Based on these, African Organization for Research and Training in Cancer (AORTIC) established the cancer genomics special interest group to drive the research, training, and implementation of genomics for cancer control in Africa. Furthermore, a recently published commentary described the roadmap for promoting cancer genomics research in Africa. This roadmap describes the responsibilities of an individual scientist, international collaborators, universities or institutions, and scientific organizations. An important crux of the roadmap is that international collaborators should note the saying: “tell me and I forget, teach me, and I may remember, involve me, and I learn.” African investigators should be involved in genomic research. This helps both parties to gain experiential knowledge, which is easily achievable through collaborative learning.

Africa is ripe for massive genomic research, and African investigators are ready. It is now time for all hands to be on the deck in putting this TCGA together.

Solomon O. Rotimi

Associate Professor, Covenant University

Dr.
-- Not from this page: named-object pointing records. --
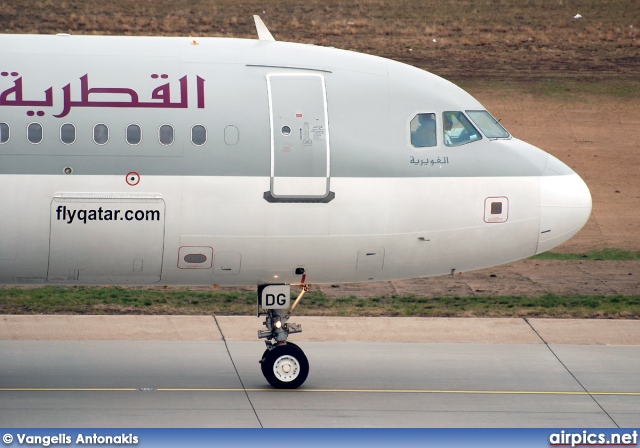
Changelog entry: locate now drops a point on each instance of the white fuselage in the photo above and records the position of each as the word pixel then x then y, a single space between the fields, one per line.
pixel 327 187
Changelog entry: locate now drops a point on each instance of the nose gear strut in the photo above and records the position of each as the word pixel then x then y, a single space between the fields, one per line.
pixel 284 364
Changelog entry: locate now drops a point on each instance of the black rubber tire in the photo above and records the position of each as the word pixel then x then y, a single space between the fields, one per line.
pixel 294 357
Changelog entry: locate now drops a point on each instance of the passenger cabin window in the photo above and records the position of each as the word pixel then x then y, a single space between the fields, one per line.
pixel 4 132
pixel 423 130
pixel 198 135
pixel 134 134
pixel 67 133
pixel 487 124
pixel 34 133
pixel 100 134
pixel 458 130
pixel 166 134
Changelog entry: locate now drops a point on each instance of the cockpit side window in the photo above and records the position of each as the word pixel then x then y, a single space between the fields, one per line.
pixel 423 130
pixel 487 124
pixel 4 132
pixel 458 130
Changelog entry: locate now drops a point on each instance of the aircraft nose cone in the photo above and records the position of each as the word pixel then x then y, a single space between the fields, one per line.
pixel 565 205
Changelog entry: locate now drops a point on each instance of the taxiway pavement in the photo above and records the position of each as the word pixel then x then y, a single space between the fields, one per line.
pixel 181 371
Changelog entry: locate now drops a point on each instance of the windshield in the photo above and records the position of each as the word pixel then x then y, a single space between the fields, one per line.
pixel 487 124
pixel 458 130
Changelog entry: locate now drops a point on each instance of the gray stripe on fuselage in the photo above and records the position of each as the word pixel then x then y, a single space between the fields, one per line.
pixel 479 159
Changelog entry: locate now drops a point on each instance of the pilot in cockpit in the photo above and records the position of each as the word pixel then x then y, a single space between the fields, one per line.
pixel 425 133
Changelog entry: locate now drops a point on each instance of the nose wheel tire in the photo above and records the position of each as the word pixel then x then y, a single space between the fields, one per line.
pixel 285 366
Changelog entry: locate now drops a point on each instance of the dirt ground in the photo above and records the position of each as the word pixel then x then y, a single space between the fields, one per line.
pixel 568 85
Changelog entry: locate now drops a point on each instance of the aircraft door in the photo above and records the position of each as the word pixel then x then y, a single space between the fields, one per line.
pixel 300 151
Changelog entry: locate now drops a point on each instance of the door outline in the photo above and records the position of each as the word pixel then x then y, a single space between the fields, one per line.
pixel 270 195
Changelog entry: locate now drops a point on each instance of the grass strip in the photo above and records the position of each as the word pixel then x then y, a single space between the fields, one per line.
pixel 80 300
pixel 595 255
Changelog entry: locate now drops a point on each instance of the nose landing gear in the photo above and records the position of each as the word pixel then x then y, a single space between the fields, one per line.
pixel 283 364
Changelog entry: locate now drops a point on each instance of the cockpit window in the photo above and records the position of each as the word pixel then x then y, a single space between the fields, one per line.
pixel 487 124
pixel 423 130
pixel 458 130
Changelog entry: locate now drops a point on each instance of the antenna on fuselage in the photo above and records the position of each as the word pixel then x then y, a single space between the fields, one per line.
pixel 261 28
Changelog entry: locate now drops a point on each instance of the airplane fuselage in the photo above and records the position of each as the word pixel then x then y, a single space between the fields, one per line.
pixel 233 162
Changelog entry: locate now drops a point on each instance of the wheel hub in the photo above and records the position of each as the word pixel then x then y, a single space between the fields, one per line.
pixel 286 368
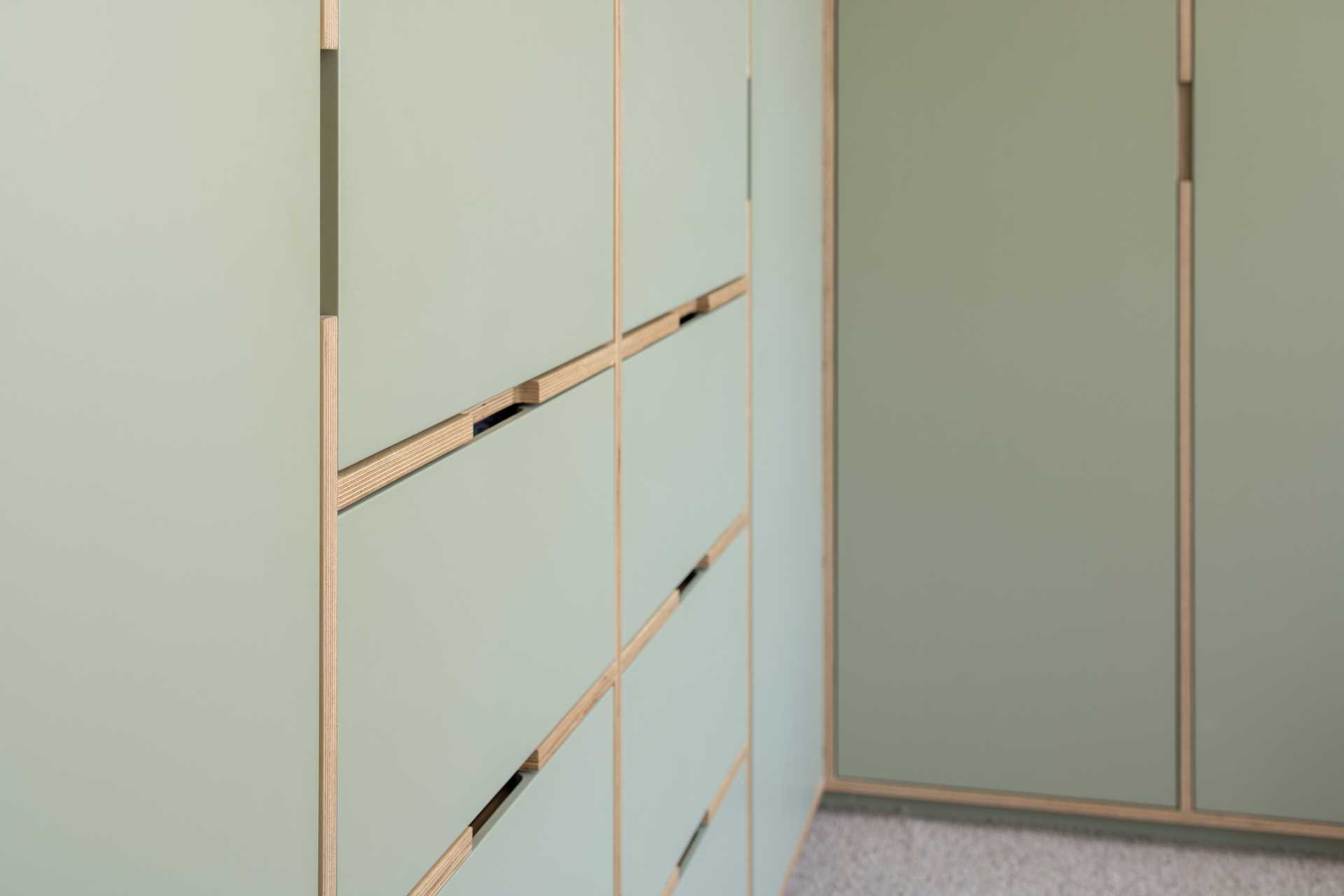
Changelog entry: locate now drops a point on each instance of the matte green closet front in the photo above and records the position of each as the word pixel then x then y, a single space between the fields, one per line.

Solomon O. Rotimi is an Associate Professor of Biochemistry at Covenant University, Nigeria. His research focuses on understanding the contributions of genomics and environmental factors, including pathogens, to cancer disparity in Blacks. Dr. Rotimi was a senior Fulbright Visiting Scholar at the Department of Translational Genomics, Keck School of Medicine, University of Southern California, where he investigated the inter- and intra-tumoral heterogeneity of different types of cancers using technologies such as single-cell sequencing and spatial transcriptomics. He currently the co-PI on the NCI Center for Global Health award that is aimed at increasing the capacity of trainees and resident doctors in cancer genomics. Dr. Rotimi is the Director of Translational Research for the Prostate Cancer Transatlantic Consortium (CaPTC) and African PI for the NCI's Clinical Proteomic Tumor Analysis Consortium (CPTAC). He currently serves as the co-chair of AORTIC research committee and AORTIC cancer genomics special interest group.